In der gleichen nüchternen klassizistischen Formensprache gehalten sind die ursprünglichen Nebenbauten der Färberei (Nr. 309) und der Weberei mit angeschlossener mechanischer Werkstätte (Nr. 317). Sie stehen quer zur Spinnerei mit Giebeldach und bestehen aus verputztem Bruchsteinmauerwerk und sind regelmässig befenstert.
Zusammen mit den Erweiterungen des 20. Jh., namentlich den beiden Sheddach-Hallen (Nr. 317) und (Nr. 988, nicht Bestandteil des Schutzumfangs) ist ein grossflächiges Industrieareal entstanden.
Erwähnung in anderen Inventaren:- Inventar der schützenswerten Ortsbilder der Schweiz (ISOS), nationale Bedeutung.
- Inventar der schützenswerten Ortsbilder der Schweiz (ISOS), nationale Bedeutung. Einzelobjekt 7.0.16, Erhaltungsziel A
Anmerkungen:[1] Jakob Bolliger, Aarburg. Festung, Stadt und Amt, Aarburg 1970, S. 352–354.
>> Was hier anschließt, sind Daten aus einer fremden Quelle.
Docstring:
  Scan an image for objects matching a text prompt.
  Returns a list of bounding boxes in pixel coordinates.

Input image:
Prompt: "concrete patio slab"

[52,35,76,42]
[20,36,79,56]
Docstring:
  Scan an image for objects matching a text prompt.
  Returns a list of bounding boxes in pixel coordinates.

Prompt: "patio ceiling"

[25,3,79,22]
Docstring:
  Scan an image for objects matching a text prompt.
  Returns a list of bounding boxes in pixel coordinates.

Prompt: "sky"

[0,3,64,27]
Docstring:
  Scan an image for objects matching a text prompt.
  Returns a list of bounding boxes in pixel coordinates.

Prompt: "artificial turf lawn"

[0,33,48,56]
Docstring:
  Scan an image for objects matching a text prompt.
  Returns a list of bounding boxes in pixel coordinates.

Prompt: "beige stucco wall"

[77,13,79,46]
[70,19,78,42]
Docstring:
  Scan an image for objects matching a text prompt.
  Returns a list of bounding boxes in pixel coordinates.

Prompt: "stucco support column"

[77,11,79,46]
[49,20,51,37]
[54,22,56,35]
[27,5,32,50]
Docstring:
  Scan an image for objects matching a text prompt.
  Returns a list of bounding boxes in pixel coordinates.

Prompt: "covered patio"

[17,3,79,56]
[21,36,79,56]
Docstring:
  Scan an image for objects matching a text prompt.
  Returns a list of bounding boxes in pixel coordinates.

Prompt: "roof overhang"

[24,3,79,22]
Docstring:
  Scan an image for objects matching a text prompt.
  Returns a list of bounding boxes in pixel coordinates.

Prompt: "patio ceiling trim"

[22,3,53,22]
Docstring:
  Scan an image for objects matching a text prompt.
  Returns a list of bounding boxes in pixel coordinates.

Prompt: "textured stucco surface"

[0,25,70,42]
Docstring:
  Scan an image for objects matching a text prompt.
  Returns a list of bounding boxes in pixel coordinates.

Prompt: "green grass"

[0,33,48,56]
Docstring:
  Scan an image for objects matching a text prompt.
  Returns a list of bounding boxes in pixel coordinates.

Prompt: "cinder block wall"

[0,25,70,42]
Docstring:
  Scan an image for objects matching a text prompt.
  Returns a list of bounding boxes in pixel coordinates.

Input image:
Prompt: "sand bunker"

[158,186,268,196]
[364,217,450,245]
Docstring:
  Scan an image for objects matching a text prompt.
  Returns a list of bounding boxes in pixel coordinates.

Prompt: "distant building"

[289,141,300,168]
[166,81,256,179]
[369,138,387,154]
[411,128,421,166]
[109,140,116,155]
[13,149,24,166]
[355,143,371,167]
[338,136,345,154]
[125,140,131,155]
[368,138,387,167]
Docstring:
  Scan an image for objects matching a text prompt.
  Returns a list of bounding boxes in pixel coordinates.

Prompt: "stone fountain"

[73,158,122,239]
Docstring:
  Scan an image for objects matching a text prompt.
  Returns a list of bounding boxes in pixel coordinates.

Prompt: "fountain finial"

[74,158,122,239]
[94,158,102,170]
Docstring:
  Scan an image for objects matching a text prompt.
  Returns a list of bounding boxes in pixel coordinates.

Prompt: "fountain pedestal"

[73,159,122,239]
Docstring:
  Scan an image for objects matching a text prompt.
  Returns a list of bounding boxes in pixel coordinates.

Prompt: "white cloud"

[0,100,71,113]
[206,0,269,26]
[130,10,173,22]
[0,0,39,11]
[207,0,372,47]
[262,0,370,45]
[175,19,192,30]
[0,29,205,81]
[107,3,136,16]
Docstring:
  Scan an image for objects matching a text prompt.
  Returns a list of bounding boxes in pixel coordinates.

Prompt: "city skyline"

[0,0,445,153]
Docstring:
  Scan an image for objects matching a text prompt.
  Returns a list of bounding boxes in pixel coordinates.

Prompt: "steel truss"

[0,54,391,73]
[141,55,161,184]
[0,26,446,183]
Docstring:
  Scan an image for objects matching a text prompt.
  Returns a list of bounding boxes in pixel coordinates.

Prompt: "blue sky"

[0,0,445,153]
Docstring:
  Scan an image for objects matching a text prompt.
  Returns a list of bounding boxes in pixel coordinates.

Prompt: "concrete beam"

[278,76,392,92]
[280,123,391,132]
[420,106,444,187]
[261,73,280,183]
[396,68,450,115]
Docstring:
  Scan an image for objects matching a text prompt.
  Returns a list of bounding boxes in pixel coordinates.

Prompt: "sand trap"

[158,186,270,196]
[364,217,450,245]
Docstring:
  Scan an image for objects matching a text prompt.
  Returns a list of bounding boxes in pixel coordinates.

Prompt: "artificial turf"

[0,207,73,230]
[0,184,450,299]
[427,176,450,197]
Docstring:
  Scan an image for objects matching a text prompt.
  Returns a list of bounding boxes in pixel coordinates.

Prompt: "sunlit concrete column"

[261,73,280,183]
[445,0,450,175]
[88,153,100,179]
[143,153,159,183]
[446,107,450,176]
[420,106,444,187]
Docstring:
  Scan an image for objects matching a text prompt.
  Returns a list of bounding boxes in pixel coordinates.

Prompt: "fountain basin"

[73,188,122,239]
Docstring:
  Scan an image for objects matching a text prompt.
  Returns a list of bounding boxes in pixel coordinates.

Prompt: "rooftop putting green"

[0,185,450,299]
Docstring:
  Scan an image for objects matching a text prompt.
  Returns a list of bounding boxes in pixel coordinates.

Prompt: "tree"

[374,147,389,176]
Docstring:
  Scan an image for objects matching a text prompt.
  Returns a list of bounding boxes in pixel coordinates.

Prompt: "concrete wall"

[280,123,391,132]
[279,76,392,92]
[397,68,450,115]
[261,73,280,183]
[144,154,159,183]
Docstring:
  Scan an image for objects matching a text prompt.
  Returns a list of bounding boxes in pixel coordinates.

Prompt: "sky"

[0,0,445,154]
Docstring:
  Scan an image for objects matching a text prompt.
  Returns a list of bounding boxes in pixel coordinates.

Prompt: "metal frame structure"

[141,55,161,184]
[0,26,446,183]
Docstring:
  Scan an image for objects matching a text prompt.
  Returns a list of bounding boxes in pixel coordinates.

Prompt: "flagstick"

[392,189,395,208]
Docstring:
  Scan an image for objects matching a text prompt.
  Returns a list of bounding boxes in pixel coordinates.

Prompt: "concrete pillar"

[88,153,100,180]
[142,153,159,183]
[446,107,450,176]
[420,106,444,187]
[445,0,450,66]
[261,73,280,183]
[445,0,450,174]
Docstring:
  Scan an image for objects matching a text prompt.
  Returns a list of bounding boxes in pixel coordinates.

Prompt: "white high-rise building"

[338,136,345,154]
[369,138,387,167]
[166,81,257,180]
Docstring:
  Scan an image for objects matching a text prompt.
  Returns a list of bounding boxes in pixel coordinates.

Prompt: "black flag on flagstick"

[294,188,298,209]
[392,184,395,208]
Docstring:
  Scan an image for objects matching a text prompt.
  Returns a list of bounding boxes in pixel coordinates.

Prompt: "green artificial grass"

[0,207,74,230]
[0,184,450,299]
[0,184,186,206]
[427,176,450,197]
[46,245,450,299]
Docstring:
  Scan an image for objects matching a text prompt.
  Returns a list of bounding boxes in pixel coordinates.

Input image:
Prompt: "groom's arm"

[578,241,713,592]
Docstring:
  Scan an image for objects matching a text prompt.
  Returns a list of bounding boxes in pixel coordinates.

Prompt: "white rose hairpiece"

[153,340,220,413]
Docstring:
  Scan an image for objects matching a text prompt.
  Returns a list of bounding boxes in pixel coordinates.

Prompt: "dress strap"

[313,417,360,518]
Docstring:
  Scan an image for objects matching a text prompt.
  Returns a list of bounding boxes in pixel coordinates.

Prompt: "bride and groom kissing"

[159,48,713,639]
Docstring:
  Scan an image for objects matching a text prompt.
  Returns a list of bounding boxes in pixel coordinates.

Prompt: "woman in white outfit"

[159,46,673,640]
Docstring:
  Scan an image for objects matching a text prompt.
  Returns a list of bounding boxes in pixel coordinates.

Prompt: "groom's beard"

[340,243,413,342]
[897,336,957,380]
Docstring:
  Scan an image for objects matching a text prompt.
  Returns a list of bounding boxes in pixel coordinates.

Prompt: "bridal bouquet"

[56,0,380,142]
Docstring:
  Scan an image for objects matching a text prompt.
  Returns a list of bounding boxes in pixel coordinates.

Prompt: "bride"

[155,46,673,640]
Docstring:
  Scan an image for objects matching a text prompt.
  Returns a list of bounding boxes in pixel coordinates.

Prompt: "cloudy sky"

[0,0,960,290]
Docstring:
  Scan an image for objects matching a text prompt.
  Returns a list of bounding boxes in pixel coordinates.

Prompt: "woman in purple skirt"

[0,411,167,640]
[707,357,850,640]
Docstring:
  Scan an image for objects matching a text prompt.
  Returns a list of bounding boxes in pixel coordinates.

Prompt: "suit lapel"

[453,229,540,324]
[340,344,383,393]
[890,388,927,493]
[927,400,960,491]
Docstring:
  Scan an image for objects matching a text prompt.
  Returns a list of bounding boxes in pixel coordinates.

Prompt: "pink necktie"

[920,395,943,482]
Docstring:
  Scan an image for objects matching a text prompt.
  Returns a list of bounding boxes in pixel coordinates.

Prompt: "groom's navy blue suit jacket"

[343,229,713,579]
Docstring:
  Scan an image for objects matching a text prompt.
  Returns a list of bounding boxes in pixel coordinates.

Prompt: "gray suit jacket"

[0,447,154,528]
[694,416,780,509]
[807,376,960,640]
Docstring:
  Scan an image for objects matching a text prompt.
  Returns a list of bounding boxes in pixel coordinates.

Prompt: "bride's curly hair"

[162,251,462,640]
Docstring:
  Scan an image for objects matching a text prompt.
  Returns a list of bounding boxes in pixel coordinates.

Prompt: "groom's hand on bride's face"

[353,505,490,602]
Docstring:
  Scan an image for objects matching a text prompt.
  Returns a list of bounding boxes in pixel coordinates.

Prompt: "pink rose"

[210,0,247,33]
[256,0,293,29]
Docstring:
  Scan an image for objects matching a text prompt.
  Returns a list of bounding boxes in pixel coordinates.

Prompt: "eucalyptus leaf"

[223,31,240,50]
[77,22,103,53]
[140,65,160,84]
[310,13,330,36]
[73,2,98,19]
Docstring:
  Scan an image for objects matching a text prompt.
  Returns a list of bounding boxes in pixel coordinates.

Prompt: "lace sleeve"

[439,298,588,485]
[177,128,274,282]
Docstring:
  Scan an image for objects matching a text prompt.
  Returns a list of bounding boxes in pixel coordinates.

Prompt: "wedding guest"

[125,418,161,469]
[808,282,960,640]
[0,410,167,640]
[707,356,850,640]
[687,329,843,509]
[2] Franz Xaver Bronner, Der Kanton Aargau historisch, geographisch und statistisch geschildert, St. Gallen und Bern 1844, Bd. 2, S. 271
[3] Aline Jost-Solleder, Die Havo Group AG im Wäbi-Areal in Aarburg, in: Aarburger Neujahrsblatt 2020, S. 48–49.
Literatur:- Jakob Bolliger, Aarburg. Festung, Stadt und Amt, Aarburg 1970, S. 358–359.
- U. Heiniger, Alte Geschäftspapiere von Aarburg, in: Aarburger Neujahrsblatt 1986, S. 15–23.
- Annelies Hüssy, Christoph Reding, Jürg Andrea Bossardt, Manfred A. Frey, Hans Peter neuenschwander, Die Burg und Festung Aarburg. Schweizerischer Kunstführer. Gesellschaft für Schweizerische Kunstgeschichte (Hrsg.), Bern 2007, S. 55.
- Thomas Klöti, Wasser als gewerbe- und industriestandortbildender Faktor im Raume Olten, in: Industriearchäologie 1, 1983, S. 2 f.
- Thomas Klöti, Industriestandorte im Raume Olten–Zofingen, in: Aarburger Neujahrsblatt, 1984, S. 3–5.
- Aline Jost-Solleder, Die Havo Group AG im Wäbi-Areal in Aarburg, in: Aarburger Neujahrsblatt 2020, S. 48–49.
Quellen:- Staatsarchiv Aargau (StAAG): CA.0001/0599-0602, Brandkataster Gemeinde Aarburg, 1850-1938.